6- TAKSİMDE MUHAYYERLİK

Taksim üç nevidir:
1-) Muhtelif cinslerin taksimi. Bunda hissedar cebredilmez.
2-) Ölçülen ve tartılan  şeylerin taksimi.  Bunda,  hissedarlar cebredilir.
3-) Elbise gibi, misliyetten olmayan şeylerin taksimi. Bunda da hissedar cebredilir.

Taksimde muhayyerlik üç nevidir:
1-) Şart muhayyerliği.
2-) Ayb (= kusur muhayyerliği)
3-) Görme muhayyerliği.

Cinsi, muhtelif olan şeylerden üç türlü muhayyerlik cem olur.

Ölçülen ve tartılan şeylerde, —görme ve şart muhayyerliği değil— ,kusur (= ayıp) muhayyerliği sabit olur.

Elbise gibi mislî olmayan şeylerde bir nevi olursa (sığır, koyun gibi) kusur muhayyerliği sabit olur. Bu durumda şart ve rü'yet (= gör­me) muhayyerliği sabit olur mu? Ebû Süleyman'ın rivayetine göre; sabit olur. Fetva da buna göredir. Fetâvayi Sağrâ'da da böyledir.

İmâm Muhammed (R.A.) şöyle buyurmuştur:

Buğday, arpa ve bütün ölçülen, tartılan şeylerde görme muhayyer­liği vardır. Âlimlerimiz: İmâm bu sözüyle, (buğday, arpa demesiyle) bü­tün ölçülenleri; tartılan sözüyle de bütün tartılanlan irâde buyurmuş­tur. Demişlerdir. Hatta, cinslerin taksiminde de rü'yet (= görme) mu­hayyerliği sabittir.

Yalnız buğdayı veya yalnız arpayı murad ederse; o da muhtelif sıfatlara hamledilir.

Şöyle ki: Onlardan da bazıları sert, bazıları yumuşak olur. Bazıları kırmızı, bazıları beyaz olur.

Sıfatları bir olsa bile, bir kısmı değerli; bir kısmı, engin olur. Aynı cevap, altın ve gümüş parçalarında da böyledir.

Altın ve gümüş kablar da böyledir. Cevherler ve inciler de böyledir.

Paralar da böyledir. Silahlar, kılıçlar, camlar da böyledir, (yani de­receleri muhteliftir; aynı ayar değildirler.) Onun için, görmeye ihtiyaç vardır. Muhiyt'te de böyledir.

tki kişi, iki bin dirheme ortak buluduklarında; her bin dirhem, bir kesede olur ve bu ortaklardan her biri, birer kese alırlar; onlardan birisi, bin dirhemin tamamını aynı kesede görür; diğeri ise, kesede dir­hem göremezse; bu durumda, kesesinde dirhem olanın dirhemlerini tak­sim etmek caizdir.

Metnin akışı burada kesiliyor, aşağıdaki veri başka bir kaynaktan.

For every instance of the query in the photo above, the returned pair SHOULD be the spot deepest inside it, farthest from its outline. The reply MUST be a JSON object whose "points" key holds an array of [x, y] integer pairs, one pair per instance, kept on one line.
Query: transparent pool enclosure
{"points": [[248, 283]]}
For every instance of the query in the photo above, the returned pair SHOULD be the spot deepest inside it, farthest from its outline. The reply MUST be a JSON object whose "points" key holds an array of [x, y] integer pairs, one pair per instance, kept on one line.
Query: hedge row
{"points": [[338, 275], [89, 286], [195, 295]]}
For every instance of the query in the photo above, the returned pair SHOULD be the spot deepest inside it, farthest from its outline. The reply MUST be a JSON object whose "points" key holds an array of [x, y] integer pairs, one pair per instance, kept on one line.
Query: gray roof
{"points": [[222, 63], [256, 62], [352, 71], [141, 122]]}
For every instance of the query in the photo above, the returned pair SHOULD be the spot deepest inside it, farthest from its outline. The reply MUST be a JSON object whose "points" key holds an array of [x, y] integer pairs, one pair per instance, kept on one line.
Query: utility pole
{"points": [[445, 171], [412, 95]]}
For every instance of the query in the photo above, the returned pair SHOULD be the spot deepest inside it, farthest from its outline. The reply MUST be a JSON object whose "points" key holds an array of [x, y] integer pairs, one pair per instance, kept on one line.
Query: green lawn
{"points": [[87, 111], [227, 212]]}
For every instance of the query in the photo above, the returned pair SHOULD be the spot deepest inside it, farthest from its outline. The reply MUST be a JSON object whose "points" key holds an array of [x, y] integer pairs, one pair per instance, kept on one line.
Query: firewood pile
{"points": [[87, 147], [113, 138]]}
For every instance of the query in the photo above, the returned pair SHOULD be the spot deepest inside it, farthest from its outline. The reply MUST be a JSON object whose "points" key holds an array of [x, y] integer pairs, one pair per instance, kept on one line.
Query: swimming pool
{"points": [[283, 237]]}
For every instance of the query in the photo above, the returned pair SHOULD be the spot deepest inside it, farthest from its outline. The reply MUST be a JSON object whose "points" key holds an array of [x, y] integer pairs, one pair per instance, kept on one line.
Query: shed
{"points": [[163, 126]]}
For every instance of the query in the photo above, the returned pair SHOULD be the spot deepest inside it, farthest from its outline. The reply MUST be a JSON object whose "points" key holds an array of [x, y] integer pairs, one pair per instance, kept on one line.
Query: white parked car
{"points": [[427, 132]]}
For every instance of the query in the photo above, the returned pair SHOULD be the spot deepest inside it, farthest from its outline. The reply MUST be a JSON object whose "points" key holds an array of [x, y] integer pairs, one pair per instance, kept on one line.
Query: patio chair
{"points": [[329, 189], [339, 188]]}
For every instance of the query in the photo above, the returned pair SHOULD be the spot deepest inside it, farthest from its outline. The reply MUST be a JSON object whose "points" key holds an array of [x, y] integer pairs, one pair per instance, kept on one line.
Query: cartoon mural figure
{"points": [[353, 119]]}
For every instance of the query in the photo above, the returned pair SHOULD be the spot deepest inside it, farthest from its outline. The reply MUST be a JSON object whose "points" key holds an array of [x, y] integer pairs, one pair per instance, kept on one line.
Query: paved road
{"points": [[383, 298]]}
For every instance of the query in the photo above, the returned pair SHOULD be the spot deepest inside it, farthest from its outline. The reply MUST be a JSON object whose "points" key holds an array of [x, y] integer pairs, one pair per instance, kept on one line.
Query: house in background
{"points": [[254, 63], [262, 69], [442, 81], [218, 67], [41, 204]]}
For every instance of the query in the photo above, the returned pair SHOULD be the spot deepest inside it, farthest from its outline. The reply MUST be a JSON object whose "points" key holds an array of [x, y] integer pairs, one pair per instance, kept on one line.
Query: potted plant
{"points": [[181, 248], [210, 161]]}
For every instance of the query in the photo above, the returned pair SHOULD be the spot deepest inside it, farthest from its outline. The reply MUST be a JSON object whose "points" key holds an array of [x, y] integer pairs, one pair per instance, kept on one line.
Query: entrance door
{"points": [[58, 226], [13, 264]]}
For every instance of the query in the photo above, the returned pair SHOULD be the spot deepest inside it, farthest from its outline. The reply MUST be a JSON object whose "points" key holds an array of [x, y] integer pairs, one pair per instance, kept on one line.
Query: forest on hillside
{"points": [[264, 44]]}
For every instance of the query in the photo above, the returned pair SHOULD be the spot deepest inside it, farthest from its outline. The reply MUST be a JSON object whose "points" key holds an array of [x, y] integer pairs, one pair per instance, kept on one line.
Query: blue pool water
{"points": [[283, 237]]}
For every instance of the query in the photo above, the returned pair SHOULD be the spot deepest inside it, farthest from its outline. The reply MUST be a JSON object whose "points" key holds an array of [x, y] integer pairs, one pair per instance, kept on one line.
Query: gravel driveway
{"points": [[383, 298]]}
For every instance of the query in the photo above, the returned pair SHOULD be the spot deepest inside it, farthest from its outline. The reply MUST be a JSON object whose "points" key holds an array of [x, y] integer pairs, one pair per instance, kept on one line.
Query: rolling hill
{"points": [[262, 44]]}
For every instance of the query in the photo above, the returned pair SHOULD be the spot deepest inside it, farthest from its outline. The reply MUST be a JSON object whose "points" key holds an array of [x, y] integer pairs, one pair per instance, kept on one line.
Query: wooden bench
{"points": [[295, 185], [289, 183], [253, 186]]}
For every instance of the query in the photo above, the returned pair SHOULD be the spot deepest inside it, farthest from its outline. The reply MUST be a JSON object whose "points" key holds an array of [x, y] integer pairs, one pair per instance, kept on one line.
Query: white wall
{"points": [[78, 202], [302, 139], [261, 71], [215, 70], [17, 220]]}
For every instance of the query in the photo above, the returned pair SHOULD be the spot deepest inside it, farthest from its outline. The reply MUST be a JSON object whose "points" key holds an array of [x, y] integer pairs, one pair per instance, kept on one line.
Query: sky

Onlardan birisine muhayyerlik yoktur.

Ancak içinde dirhemler olmayan kese sahibi, bu durumun açıkla­masını sorma muhayerliğine sahiptir.

Bir evi, iki kişi aralarında taksim ettiklerinde, bu şahıslardan her biri, evi dıştan gördüğü hâlde içten görmemiş olsa; onlara muhayyerlik yoktur.

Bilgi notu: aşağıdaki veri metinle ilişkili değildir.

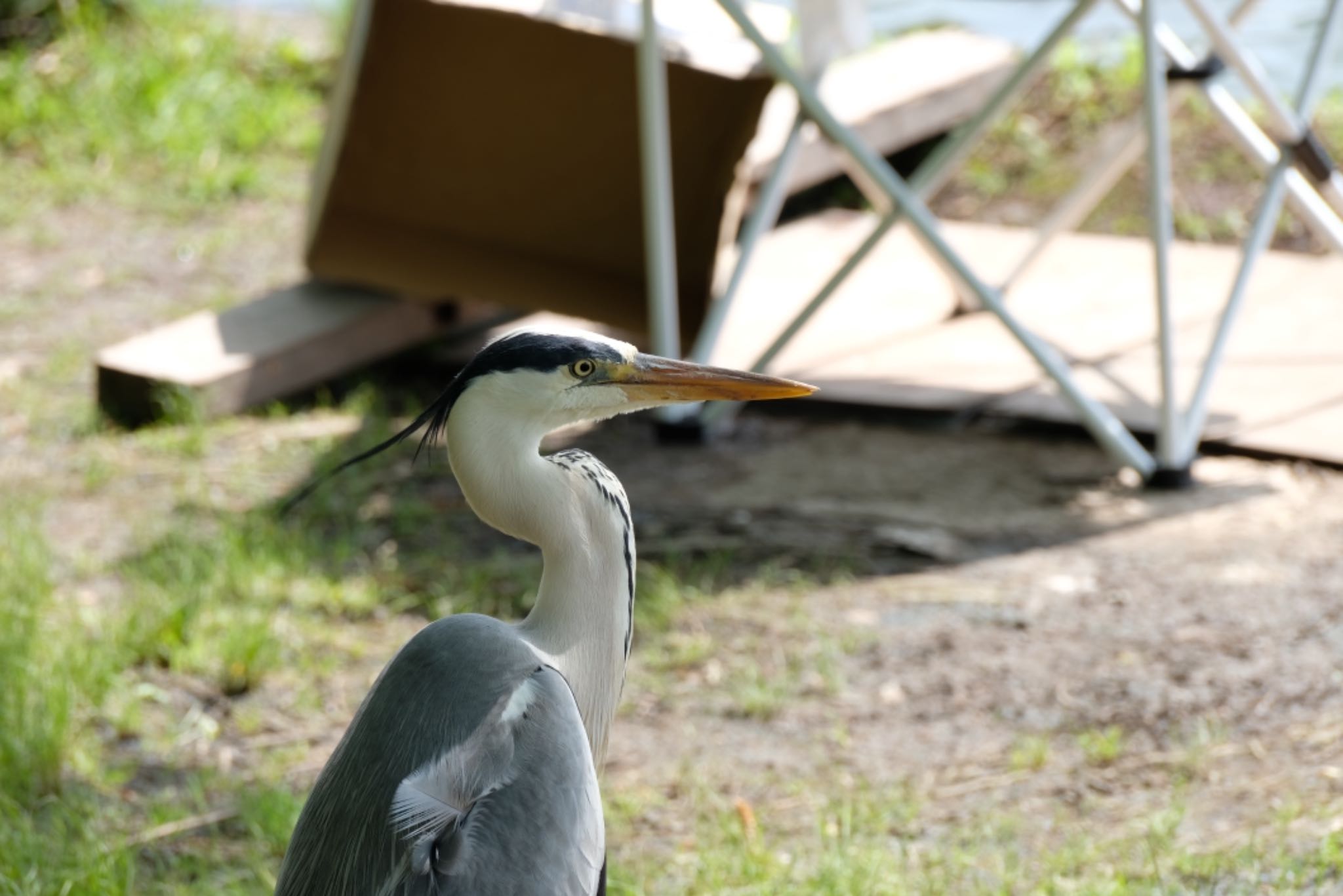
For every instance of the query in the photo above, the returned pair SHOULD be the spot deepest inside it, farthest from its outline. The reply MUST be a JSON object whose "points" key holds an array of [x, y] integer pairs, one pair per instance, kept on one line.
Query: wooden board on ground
{"points": [[274, 345], [888, 338], [893, 96]]}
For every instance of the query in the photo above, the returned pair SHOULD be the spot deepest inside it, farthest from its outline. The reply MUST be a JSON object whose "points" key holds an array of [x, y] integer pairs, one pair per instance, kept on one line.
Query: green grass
{"points": [[877, 840], [174, 109], [37, 699]]}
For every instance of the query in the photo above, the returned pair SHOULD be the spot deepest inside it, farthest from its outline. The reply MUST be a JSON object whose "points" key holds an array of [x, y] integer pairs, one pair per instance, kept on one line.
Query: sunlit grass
{"points": [[172, 106]]}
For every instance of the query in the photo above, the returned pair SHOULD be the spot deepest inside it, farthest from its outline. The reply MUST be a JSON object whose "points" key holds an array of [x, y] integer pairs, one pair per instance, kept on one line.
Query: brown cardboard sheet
{"points": [[488, 155]]}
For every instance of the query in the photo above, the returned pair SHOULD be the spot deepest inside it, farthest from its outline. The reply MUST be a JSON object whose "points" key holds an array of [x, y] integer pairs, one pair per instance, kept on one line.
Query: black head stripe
{"points": [[536, 352], [525, 349]]}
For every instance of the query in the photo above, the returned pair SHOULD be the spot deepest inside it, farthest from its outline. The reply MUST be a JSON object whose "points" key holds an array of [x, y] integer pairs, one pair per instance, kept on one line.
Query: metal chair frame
{"points": [[1298, 172]]}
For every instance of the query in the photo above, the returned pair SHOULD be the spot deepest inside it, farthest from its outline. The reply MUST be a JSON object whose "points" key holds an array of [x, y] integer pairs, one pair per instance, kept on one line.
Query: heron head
{"points": [[567, 376], [536, 381]]}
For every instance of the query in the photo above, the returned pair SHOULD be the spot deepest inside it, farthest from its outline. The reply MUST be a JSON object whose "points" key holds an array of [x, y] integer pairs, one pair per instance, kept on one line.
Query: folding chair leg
{"points": [[1162, 234], [658, 218], [1262, 233], [1098, 418]]}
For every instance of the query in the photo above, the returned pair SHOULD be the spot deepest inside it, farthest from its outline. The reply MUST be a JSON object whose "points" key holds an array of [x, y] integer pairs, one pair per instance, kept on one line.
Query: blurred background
{"points": [[880, 646]]}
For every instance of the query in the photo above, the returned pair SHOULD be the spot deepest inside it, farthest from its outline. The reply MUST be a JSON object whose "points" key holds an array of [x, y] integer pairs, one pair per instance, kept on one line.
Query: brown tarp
{"points": [[487, 155]]}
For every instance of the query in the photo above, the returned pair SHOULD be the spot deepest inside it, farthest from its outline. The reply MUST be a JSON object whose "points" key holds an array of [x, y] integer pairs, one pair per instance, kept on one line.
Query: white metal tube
{"points": [[1122, 147], [1284, 121], [762, 218], [1257, 239], [1302, 197], [1098, 418], [1161, 226], [658, 215], [935, 170]]}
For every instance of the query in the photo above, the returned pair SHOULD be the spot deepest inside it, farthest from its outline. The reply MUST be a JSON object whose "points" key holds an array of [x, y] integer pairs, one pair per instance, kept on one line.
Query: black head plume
{"points": [[524, 349], [435, 416]]}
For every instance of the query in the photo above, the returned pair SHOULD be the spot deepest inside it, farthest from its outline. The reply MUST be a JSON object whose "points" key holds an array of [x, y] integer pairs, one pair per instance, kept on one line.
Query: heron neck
{"points": [[580, 621]]}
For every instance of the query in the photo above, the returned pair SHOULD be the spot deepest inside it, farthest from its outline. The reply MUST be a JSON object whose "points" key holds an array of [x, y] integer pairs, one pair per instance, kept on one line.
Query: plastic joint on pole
{"points": [[1312, 157], [1166, 478], [1205, 69]]}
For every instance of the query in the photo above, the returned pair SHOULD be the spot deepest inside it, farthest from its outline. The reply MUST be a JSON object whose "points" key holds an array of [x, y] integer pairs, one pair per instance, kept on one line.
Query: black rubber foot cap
{"points": [[1171, 480], [681, 433]]}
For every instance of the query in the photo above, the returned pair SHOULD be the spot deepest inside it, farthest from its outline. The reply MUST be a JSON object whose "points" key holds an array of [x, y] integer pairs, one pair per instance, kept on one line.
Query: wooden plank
{"points": [[893, 94], [888, 336], [274, 345]]}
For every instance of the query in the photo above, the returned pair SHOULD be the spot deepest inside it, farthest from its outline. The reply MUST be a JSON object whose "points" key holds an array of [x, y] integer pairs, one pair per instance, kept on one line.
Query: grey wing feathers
{"points": [[465, 771]]}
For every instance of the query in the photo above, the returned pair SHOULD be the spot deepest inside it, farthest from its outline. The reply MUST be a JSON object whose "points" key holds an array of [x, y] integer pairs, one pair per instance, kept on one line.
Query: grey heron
{"points": [[470, 766]]}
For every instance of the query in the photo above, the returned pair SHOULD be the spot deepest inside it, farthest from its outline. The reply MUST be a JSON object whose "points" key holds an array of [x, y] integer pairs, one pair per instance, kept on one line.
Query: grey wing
{"points": [[466, 759], [513, 810]]}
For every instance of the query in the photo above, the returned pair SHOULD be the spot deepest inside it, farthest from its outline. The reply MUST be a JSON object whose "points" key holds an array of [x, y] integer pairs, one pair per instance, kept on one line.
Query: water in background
{"points": [[1279, 33]]}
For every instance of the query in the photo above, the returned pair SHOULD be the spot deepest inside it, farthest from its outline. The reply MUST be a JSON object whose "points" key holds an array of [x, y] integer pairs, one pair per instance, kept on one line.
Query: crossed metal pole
{"points": [[1298, 168]]}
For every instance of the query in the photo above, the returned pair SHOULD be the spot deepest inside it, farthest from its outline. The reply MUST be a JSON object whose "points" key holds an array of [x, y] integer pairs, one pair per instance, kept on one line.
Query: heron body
{"points": [[470, 768]]}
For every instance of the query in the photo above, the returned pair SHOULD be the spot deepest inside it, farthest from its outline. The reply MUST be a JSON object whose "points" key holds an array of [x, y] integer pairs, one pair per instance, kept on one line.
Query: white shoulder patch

Keza, bir bostanı, ve bir bağı aralarında taksim eden şahıslar­dan birisine, bostan; diğerine bağ isabet eder; her ikisi de kendisine dü­şen yeri de içini de görmezler; hurmalığını, ağaçlarını da görmezler; fa­kat dışardan etrafını çeviren duvarı görürlerse; bu durumda onlara mu­hayyerlik hakkı yoktur; dıştan görme, içten görme gibidir.

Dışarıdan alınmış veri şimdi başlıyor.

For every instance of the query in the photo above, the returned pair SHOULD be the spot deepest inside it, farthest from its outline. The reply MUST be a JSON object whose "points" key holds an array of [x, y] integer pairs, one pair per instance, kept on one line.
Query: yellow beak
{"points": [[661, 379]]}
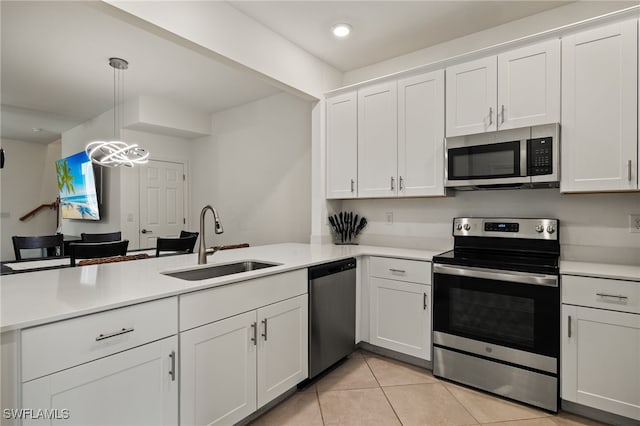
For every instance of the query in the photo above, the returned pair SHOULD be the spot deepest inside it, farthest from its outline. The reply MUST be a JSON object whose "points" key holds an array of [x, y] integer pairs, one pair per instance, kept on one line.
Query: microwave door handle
{"points": [[523, 157]]}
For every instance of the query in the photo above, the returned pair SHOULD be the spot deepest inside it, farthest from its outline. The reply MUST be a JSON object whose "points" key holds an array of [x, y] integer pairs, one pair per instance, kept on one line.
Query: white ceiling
{"points": [[55, 72], [382, 29]]}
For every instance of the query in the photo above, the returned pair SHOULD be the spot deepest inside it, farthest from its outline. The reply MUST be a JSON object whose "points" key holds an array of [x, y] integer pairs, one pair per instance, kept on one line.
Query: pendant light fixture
{"points": [[117, 153]]}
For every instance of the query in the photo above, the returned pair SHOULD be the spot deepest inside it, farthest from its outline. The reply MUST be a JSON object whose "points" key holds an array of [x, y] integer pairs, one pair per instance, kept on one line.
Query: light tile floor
{"points": [[369, 389]]}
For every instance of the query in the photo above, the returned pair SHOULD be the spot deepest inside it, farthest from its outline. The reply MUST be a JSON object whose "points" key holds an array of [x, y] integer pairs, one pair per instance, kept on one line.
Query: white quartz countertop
{"points": [[35, 298], [601, 270]]}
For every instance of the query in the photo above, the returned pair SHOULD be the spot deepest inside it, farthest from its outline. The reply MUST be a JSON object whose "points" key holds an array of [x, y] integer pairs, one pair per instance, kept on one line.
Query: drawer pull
{"points": [[264, 321], [620, 297], [114, 334], [172, 372]]}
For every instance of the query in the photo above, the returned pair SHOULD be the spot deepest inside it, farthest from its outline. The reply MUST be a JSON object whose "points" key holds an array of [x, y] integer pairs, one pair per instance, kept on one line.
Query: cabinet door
{"points": [[529, 86], [421, 135], [134, 387], [342, 146], [282, 348], [599, 109], [600, 359], [378, 140], [471, 97], [400, 316], [219, 371]]}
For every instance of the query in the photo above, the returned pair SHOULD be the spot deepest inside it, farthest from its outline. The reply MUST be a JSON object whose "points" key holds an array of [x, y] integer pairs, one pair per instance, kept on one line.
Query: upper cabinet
{"points": [[399, 128], [518, 88], [599, 109], [378, 140], [342, 145]]}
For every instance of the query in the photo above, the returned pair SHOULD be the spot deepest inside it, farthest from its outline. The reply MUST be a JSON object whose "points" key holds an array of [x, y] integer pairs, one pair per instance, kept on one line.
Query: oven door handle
{"points": [[497, 274]]}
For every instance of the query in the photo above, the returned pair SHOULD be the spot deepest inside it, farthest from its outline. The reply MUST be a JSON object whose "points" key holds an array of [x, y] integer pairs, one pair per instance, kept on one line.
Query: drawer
{"points": [[56, 346], [205, 306], [414, 271], [615, 295]]}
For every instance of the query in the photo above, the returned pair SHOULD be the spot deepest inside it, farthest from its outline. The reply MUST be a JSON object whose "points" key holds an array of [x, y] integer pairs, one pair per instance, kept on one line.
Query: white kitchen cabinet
{"points": [[601, 359], [342, 145], [600, 351], [421, 135], [218, 371], [135, 387], [399, 310], [599, 109], [378, 140], [233, 366], [518, 88]]}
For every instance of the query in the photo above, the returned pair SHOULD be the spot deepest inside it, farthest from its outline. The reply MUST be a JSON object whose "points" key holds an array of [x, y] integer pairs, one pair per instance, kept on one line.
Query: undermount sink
{"points": [[220, 270]]}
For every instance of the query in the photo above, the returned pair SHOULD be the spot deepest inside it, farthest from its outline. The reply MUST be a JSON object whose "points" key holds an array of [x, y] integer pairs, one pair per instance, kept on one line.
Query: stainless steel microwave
{"points": [[517, 158]]}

Keza, bir kumaşın bir kısmını görmek; tamamını görmek gibi­dir. Ve bu durumda da muhayyerlik sakıt olur. Mebsût'ta da böyledir.

Bazı âlimlerimiz, şöyle buyurmuşlardır:

Ağaçlan görmemenin te'vili, başlarını gördükleri içindir. Fakat, baş­larını da görmezlerse görme muhayerliği kalkmaz.

Bu kavil, alım-satımda da böyledir.

Taksimde görme muhayyerliğinin sabit olduğu yerde, aynen alım-satımda da görme muhayyerliği sabit oiur. Bâtıl, olduğu yerde de bâtıldır.

Kusur (= ayb) muhayyerliği, taksimin tamamında iki nevi ola­rak sabit olur.

Ortaklardan birisi, hissesine düşende bir kusur görür ve bunu tes­lim almadan önce görmüş olursa; hissesinin tamamını reddeder. Tak­sim edilen şey, ister bir cins olsun; isterse muhtelif cins olsun fark et­mez. Alım-satımda olduğu gibi...

Şayet teslim aldıktan sonra gördü ise; taksim olunan şeyin bir cins olması hâlinde, (ister hakikaten, ister hükmen bir cins olsun) (bir ev gi­bi..) veya hakikaten değil de hükmen olsun; (ölçülen, tartılan şeyler gi­bi. ..) hissesinin tamamını geri verir. Bir kısmını alıp da bir kısmını geri vermesi caiz olmaz. Bu da, ahm-satımda olduğu gibidir ve taksim bâtıl olur.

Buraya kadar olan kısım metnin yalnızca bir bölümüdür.